El padre era un hombre admirable, ¿cómo no amarle? El Greco habría dado la vida por su hijo. Por eso procuró enseñarle su oficio, implicarlo en todos sus proyectos, dejarle toda su herencia y tenerlo cerca siempre, hasta en su obra maestra. Pero él, su único y amado descendiente, no había respondido a las expectativas. Aunque jamás se lo hubiese dicho, tal vez el padre se sintiese defraudado. Si al menos hubiese pintado tan bien como Luis Tristán, se habría sentido orgulloso y digno hijo del artista.
Recordaba uno de los primeros cuadros que trazó con mano inexperta. Su padre quiso que copiara El Expolio, que acababa de terminar para la catedral de Toledo. Le dio un lienzo más pequeño y una clase magistral sobre el uso de los colores, la perspectiva, la manera de realizar el boceto, e incluso le trazó las líneas básicas del dibujo. Un discípulo más talentoso habría convertido esas enseñanzas en una obra hermosa. Él, después de un enorme esfuerzo, consiguió realizar una copia apagada del original. Lo firmó con un punto de orgullo y enseguida se arrepintió de ello. El padre no pronunció una palabra al ver el resultado. Jamás descalificó su trabajo, pero tampoco lo alabó con la pasión con la que defendía la obra de Luis Tristán. El joven aprendiz lo superaba con creces, y cuando vio la copia de El Expolio sonrió maliciosamente.

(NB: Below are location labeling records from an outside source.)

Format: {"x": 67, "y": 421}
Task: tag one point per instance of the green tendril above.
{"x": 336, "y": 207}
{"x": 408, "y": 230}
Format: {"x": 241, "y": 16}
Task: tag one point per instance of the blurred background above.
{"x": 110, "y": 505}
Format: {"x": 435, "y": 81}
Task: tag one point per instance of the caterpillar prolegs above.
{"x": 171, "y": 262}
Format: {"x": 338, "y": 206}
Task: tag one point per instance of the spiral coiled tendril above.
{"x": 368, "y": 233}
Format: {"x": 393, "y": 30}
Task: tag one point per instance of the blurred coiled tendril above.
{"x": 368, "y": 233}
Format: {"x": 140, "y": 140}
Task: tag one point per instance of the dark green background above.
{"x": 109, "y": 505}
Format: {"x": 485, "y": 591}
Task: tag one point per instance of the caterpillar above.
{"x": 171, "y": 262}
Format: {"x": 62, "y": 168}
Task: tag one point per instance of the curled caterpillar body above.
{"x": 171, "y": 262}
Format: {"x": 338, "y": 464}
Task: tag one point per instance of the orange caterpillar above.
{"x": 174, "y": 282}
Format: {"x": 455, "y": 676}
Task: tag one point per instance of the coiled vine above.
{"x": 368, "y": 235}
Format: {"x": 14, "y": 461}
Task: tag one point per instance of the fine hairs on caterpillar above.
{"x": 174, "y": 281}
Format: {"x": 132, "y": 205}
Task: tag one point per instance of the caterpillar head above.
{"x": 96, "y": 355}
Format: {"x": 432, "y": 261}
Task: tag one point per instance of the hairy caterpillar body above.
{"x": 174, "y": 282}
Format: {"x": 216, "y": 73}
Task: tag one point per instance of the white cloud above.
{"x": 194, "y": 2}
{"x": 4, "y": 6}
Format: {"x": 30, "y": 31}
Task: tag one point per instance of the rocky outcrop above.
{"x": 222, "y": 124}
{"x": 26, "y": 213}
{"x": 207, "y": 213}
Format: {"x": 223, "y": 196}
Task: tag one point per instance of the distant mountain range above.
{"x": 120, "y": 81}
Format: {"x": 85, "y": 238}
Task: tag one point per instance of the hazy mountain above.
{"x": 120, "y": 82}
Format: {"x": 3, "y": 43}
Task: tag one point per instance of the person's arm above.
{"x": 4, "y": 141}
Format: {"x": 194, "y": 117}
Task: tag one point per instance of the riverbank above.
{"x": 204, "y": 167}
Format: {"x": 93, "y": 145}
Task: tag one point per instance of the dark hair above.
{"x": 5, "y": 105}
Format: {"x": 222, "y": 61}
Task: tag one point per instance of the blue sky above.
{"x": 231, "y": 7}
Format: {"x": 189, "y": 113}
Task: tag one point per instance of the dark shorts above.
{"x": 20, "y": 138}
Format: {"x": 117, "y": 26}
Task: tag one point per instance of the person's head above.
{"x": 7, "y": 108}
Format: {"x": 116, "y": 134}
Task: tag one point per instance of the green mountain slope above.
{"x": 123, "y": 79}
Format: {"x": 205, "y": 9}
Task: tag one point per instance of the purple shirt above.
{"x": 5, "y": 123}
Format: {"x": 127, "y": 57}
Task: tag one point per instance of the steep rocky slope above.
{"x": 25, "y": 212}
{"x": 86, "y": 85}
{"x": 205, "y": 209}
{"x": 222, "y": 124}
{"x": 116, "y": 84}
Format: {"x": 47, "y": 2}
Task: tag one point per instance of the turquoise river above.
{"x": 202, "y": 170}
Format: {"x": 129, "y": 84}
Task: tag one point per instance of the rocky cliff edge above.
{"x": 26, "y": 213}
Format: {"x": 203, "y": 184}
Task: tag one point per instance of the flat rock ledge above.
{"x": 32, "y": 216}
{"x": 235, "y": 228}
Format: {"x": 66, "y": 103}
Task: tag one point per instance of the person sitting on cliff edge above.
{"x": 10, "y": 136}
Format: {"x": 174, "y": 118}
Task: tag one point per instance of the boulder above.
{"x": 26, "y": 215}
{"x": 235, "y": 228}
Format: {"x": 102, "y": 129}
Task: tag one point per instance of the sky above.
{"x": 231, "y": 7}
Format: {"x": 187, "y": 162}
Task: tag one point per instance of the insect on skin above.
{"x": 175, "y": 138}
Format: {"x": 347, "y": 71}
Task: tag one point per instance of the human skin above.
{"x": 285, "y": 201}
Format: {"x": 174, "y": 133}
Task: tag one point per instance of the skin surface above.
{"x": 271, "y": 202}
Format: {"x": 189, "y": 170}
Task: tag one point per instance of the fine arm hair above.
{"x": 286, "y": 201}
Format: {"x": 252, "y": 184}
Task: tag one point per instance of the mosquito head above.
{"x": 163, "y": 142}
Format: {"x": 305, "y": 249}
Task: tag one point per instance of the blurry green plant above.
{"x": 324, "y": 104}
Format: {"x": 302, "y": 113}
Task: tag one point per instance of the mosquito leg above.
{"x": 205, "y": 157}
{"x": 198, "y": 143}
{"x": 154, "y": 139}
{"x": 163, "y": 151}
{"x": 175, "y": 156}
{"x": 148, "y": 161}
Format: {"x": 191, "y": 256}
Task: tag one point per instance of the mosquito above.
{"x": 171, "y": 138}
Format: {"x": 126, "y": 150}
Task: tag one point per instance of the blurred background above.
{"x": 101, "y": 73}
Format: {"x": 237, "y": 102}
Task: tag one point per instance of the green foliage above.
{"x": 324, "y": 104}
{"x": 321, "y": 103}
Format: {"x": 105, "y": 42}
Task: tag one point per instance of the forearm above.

–¿Qué te ha dicho tu padre? –le preguntó.
–Nada. Supongo que aún tengo que mejorar –solo se le ocurrió contestar.
Luego volvió a mirar el cuadro: no admitía comparación. La inmensa mancha roja de la túnica que irradiaba luz en el lienzo del Greco parecía un trapo sin brillo en el suyo. Observar con detenimiento la obra paterna le devolvía su propio fracaso. Las figuras que se amontonaban en torno a Cristo en el cuadro del padre reflejaban un sinfín de pasiones y odios, frente al rostro dolorido y solitario de Jesús que posaba su mano en el pecho, una de esas manos bizantinas con los dedos mayor y anular juntos, delicadas y femeninas, que solo el padre sabía dibujar.
Por mucho que intentase imitar las formas alargadas y espectrales, nadie podría confundir los cuadros pintados por él, con torpes pinceladas, con los trazados por la mano magistral del Greco. Se prometió no volver a firmar un lienzo si no se hallaba a la altura del apellido Theotocópuli, algo que tal vez jamás llegara a ocurrir.